The New Eden Trading Company was announced on November 21 via a Reddit post by C4w3. Its goal is to create a highway across the galaxy which provides a safer way to travel across the New Eden. Much like real highways, the NETC network also wants to have little convenience stores along the way in the form of new and "easy-to-access markets". It's a bold plan and people have predicted everything from massive success, middling results, or complete failure. The truth is, only time will tell how effective the NETC is at achieving its goals.
My interest lies mainly in how it may effect Mercenary Coalition. MC is on the forefront of the project. You could say that Seleene had the original idea years ago with Tortuga which never came to fruition and perhaps helped initiate the downfall of the original Mercenary Coalition.
The firm idea of NETC came about in conversations between Sabre A, Seleene, Lenny and a few others earlier this year. One of the first steps of the process was having Mercenary Coalition build the Basgerin keepstar in late August. It was freeported November 21 in conjunction with the NETC announcement. Lenny has stated that, "All roads lead to Basgerin." This puts Mercenary Coalition right in the middle of, not only the map of New Eden, but in the center of one of the biggest projects ever attempted in EVE. 30% of the profit from NETC will go towards paying the members, meaning MC in this case.
In EVE, mercenaries have historically valued their freedom. Noir. has almost always based out of lowsec (with one exception in Providence) and owned very few structures so that there were few, if any, vulnerable areas. No one could attack an important asset while we were on contract, diverting our attention. Mercenary Coalition has done the opposite: we own space in Tribute and our flag flies over arguably the most important keepstar in the NETC. So why give up the potential freedom of movement and take on potential chinks in our armor?
Old players are familiar with EVE's old adage: adapt or die. If you're a new player, I recommend committing it to heart quickly. In a post NETC game, I believe Mercenary Coalition will take on a new form. We're embedding ourselves into the market in a way that the game hasn't seen before. It's more akin to books like The Starfisher Trilogy, where mercenaries are strong enough to rival governments. Their power extends as much through their economic and corporate ties as it does through their firepower.
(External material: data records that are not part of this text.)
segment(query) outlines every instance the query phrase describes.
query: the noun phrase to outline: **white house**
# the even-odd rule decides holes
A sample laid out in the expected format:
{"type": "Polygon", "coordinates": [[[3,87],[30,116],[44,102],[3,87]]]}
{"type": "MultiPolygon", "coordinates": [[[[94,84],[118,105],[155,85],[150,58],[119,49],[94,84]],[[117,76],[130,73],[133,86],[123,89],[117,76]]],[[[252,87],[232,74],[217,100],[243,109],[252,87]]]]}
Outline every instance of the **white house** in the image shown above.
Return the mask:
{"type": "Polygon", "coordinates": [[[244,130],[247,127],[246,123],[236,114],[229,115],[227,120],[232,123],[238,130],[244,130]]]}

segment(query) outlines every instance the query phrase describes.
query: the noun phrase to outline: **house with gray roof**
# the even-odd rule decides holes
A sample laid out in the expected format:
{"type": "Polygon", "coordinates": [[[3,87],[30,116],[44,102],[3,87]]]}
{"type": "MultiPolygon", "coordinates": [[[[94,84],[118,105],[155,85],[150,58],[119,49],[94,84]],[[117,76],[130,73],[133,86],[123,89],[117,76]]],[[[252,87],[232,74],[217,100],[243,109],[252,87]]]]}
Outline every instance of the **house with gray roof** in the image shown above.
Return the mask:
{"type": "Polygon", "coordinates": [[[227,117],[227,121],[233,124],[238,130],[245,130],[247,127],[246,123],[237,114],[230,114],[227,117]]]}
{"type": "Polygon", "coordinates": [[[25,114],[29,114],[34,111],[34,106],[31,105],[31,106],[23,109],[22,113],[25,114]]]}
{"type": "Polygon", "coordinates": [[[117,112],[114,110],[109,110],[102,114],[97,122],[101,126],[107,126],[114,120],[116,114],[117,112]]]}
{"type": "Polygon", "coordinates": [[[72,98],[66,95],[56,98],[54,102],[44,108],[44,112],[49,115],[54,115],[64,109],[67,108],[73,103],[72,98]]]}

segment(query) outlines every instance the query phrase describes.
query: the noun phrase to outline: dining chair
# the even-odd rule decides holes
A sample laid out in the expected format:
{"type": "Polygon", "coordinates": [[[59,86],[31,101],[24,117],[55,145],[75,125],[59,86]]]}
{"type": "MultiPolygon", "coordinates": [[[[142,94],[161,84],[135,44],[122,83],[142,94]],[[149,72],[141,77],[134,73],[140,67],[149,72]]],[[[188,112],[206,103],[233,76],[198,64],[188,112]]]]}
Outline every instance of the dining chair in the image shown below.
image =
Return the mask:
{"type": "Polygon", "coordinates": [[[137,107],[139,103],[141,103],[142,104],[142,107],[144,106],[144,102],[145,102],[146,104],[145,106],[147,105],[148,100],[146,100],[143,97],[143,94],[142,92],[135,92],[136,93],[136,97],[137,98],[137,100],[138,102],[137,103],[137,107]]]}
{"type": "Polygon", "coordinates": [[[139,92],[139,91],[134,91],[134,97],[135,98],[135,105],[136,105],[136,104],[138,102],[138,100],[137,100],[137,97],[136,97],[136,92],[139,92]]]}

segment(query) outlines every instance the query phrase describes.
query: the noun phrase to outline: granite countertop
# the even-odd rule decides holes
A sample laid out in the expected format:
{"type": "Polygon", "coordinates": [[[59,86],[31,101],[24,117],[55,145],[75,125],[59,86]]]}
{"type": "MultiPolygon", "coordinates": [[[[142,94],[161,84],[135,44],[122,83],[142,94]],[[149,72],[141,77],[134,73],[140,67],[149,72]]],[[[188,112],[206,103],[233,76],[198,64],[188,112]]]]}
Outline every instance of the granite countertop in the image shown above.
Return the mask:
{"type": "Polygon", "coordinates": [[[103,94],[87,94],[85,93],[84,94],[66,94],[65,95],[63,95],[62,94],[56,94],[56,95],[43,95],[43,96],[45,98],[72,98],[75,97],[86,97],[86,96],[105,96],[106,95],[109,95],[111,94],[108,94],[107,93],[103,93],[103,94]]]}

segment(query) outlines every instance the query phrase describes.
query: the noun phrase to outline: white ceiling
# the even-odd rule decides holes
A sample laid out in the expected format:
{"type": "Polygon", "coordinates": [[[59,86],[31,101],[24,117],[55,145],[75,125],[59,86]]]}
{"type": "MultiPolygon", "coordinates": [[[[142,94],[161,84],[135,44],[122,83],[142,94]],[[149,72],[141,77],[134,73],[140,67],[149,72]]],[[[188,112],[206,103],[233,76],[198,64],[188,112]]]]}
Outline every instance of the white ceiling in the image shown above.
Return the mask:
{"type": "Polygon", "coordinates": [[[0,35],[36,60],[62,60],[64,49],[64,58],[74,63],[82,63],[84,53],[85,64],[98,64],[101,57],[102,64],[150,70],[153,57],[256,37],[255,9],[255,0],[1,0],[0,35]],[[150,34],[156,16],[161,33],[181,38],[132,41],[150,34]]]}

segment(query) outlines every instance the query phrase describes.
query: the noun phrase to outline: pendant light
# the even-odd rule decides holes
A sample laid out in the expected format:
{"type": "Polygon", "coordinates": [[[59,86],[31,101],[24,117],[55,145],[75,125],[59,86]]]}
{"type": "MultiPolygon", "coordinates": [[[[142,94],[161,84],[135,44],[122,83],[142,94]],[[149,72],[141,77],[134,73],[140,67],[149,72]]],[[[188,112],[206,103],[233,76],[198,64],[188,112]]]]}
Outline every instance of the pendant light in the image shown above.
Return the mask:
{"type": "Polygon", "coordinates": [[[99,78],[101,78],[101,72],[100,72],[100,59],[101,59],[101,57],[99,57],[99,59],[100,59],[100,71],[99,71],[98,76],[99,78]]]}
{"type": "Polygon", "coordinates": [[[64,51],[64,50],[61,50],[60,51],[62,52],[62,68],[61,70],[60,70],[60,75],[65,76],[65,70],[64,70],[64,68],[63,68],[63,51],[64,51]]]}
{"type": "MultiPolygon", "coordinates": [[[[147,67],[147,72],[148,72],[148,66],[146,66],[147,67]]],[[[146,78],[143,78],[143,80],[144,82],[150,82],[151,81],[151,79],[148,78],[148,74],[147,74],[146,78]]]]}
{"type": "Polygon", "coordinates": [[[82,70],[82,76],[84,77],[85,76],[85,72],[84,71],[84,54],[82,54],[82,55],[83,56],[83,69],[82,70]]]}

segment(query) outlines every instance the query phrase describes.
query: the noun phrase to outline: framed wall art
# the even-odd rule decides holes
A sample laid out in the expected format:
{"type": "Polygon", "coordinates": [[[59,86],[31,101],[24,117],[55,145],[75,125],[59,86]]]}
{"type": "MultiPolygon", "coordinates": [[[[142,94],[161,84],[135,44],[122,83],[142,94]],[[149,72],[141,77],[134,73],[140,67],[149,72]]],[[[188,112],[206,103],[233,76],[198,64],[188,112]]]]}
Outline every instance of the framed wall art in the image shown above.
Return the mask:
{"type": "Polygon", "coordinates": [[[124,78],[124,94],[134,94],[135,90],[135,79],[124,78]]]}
Mercenaries in EVE have always extended their power by deploying to a region and winning the military front. In Noir., top-performing pilots were paid and the corporation put a bit of money in the bank, but it wasn't a mind-boggling amount; we had to consistently work to have contracts lined up or else we'd not only lose the interest of our members but we'd also run out of ISK.
When a mercenary is secure financially and has roots buried deeply within a robust economy that's producing enough ISK to not only cover costs but provide its members with monetary benefit (whether that's SRP, pay outs, super capital plans, etc) then the organization is a very strong position. Not only can this mercenary be very picky about its contracts, it can also fund itself if an opportunity to obtain more power, more wealth presents itself. A starving mercenary is not a good position to be in.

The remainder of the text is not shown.